A year after Russia invaded Ukraine, oil and gas industry leaders gathered in Houston this week and spoke of pragmatic trade-offs between energy security and energy transition.

Old friends have become new foes, and new alliances are taking shape.

At the CERAWeek by S&P Global event in Houston, Equinor chief executive Anders Opedal spoke as a champion of European energy security now that Norway is providing more natural gas to Europe to replace dwindling Russian supplies.

“When I think about the balanced energy transition, I’m really speaking about where we have to dive in to build up new energy sources before we take down the old ones,” Opedal said.
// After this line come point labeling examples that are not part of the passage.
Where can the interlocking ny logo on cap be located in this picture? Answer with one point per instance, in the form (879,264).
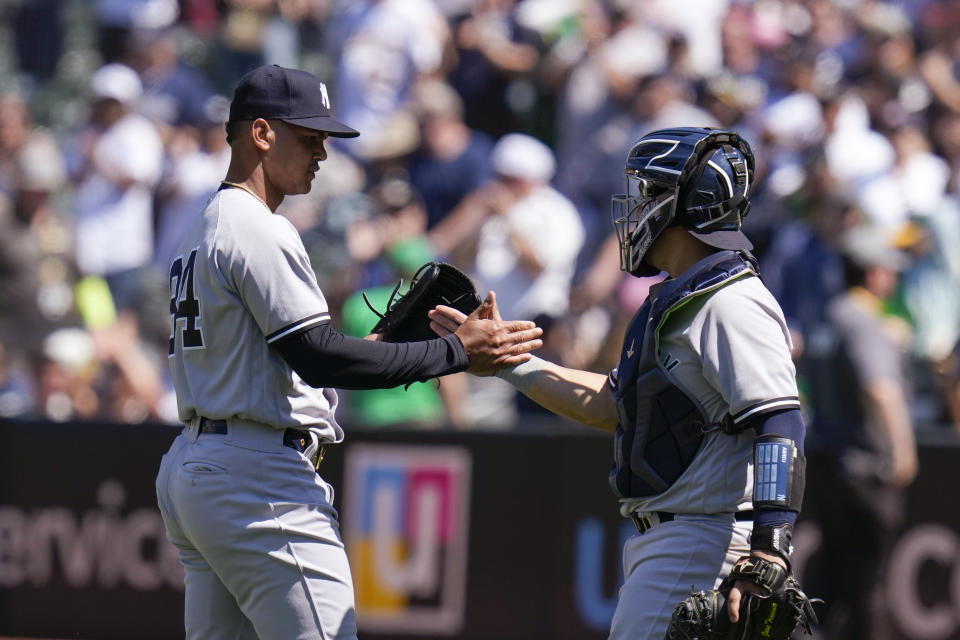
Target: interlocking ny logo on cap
(324,96)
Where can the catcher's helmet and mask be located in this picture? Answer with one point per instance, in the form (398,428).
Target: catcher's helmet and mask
(697,178)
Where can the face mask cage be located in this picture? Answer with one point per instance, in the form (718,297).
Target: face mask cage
(639,216)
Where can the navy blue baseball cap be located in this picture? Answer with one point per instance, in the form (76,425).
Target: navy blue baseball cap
(273,92)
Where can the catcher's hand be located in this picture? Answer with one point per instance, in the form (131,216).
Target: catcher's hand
(774,613)
(435,283)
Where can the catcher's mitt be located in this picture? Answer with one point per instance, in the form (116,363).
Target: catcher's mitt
(434,283)
(776,614)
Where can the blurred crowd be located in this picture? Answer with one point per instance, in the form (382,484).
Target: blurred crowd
(493,133)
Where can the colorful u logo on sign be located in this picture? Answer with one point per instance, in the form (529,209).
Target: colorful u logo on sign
(406,517)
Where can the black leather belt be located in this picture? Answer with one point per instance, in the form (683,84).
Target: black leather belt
(293,438)
(646,522)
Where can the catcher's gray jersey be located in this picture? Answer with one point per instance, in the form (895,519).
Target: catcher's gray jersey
(730,350)
(240,281)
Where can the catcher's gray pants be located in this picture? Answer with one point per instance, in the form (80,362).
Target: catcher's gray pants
(257,536)
(661,565)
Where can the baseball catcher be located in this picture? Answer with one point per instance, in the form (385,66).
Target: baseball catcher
(774,611)
(434,283)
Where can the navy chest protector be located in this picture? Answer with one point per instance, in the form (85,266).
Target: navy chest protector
(660,427)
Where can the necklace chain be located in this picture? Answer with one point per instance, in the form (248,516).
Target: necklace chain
(245,188)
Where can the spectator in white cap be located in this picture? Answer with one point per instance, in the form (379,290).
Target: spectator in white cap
(520,237)
(116,162)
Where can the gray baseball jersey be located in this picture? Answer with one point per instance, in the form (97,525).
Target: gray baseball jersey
(729,350)
(231,302)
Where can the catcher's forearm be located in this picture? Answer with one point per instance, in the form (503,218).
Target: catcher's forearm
(581,396)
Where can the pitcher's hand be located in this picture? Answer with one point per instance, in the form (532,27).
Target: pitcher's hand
(491,343)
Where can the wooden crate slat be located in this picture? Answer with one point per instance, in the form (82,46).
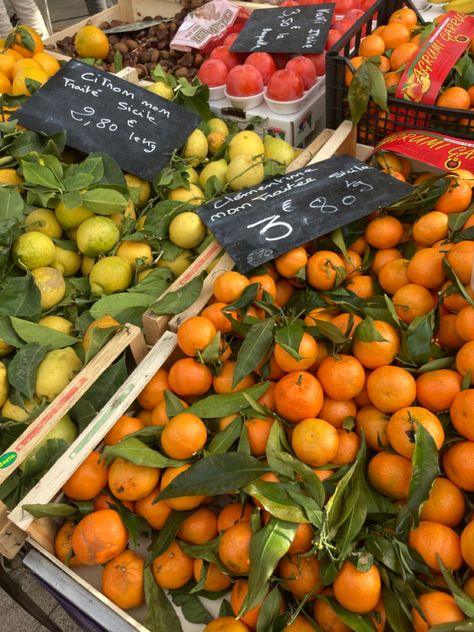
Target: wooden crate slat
(81,383)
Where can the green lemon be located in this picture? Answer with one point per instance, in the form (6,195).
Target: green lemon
(51,285)
(55,371)
(196,148)
(144,188)
(161,89)
(17,413)
(110,274)
(4,385)
(246,142)
(178,265)
(67,262)
(244,172)
(216,168)
(58,323)
(187,230)
(44,221)
(71,217)
(97,236)
(64,429)
(193,195)
(33,250)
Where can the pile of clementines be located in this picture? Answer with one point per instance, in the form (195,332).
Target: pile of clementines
(308,456)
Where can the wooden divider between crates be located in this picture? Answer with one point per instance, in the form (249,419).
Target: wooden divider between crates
(22,447)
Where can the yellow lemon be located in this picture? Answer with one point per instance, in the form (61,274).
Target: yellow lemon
(97,236)
(110,274)
(51,285)
(44,221)
(67,262)
(33,250)
(58,323)
(55,371)
(187,230)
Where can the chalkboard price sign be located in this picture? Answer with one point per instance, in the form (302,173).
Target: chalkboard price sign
(256,225)
(295,29)
(101,112)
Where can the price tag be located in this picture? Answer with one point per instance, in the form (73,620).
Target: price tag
(295,29)
(258,224)
(101,112)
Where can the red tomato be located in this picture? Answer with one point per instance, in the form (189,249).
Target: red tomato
(305,69)
(230,39)
(319,63)
(244,81)
(224,54)
(285,85)
(333,37)
(264,63)
(213,72)
(353,15)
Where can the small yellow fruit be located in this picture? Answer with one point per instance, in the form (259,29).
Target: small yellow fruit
(67,262)
(51,285)
(110,274)
(136,253)
(33,250)
(193,195)
(44,221)
(55,371)
(187,230)
(58,323)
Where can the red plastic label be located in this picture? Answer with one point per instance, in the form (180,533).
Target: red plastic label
(436,150)
(425,73)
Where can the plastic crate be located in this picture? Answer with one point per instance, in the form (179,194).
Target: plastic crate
(376,124)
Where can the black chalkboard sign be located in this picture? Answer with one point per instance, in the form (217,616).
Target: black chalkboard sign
(101,112)
(295,29)
(258,224)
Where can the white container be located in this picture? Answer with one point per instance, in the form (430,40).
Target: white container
(245,103)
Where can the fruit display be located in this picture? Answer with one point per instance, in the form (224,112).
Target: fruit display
(382,100)
(307,456)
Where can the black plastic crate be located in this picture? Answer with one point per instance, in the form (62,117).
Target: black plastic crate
(376,124)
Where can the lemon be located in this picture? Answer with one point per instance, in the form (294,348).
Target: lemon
(97,236)
(178,265)
(216,168)
(215,140)
(196,148)
(193,176)
(110,274)
(64,429)
(4,385)
(58,323)
(219,126)
(9,176)
(246,142)
(187,230)
(119,218)
(135,252)
(51,285)
(193,195)
(134,182)
(33,250)
(17,413)
(244,172)
(161,89)
(55,371)
(104,322)
(5,348)
(71,217)
(87,265)
(44,221)
(67,262)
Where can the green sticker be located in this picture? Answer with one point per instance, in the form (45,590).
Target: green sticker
(7,459)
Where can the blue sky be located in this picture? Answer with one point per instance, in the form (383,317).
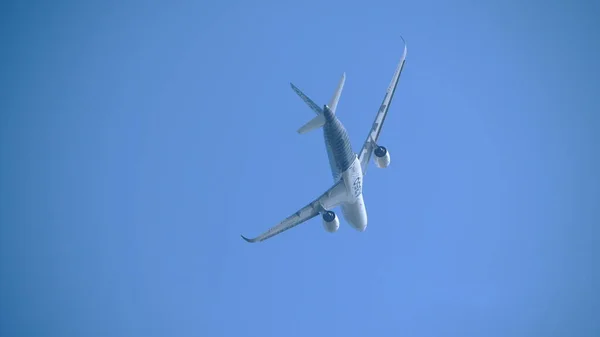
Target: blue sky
(138,140)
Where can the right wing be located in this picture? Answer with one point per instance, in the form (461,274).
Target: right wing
(371,142)
(333,197)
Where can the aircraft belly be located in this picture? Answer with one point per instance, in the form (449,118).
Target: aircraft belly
(356,214)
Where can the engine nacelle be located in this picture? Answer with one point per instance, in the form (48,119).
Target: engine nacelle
(382,157)
(331,222)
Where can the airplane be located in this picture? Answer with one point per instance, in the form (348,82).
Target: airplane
(347,167)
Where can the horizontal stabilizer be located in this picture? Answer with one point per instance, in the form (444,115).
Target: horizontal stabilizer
(314,123)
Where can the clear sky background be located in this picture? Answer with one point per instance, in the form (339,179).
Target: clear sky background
(139,139)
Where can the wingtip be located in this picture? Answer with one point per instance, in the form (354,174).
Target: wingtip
(248,240)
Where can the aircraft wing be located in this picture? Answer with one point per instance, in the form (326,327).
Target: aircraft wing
(371,142)
(333,197)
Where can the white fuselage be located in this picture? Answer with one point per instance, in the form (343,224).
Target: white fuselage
(344,164)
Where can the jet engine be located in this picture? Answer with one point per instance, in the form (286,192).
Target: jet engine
(382,157)
(331,222)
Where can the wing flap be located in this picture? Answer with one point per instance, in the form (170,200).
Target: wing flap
(371,141)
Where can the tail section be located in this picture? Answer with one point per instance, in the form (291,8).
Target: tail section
(319,120)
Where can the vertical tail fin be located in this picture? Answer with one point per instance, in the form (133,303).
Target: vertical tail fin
(319,120)
(338,92)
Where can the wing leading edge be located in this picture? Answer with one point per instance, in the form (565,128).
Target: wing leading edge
(333,197)
(371,142)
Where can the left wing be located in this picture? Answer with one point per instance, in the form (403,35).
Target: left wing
(333,197)
(371,142)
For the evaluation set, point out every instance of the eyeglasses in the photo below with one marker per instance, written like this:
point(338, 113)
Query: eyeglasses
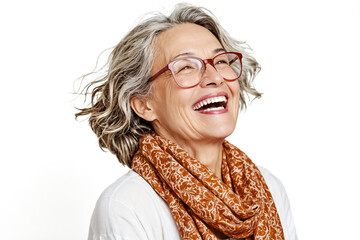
point(187, 72)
National oil company leaders from China, Kuwait and Nigeria highlighted their strategies to produce more renewable energy and low-carbon hydrogen, touting their ability to supply cheap, clean and reliable energy.

Later this year, the COP28 climate change summit in the United Arab Emirates will be convened by COP28 president-designate Sultan Ahmed Al Jaber, chief executive of Abu Dhabi National Oil Company.

This represents a remarkable volte-face from the COP26 gathering in Scotland, where oil companies were largely persona non grata.

At CERAWeek, Al Jaber urged the oil and gas industry to create the energy system of the future, today — and to achieve net-zero emissions earlier. “We are way off track,” he admonished. “We need a major course correction.”

International Energy Agency executive director Fatih Birol argued last week that the impacts of the energy crisis “didn’t result in the major increase in global emissions that was initially feared” last year, as renewables helped to “limit the impacts” of a spike in emissions from coal and oil-fired power generation after the invasion of Ukraine.

Such benefits of energy diversification demonstrate the need to stay the course.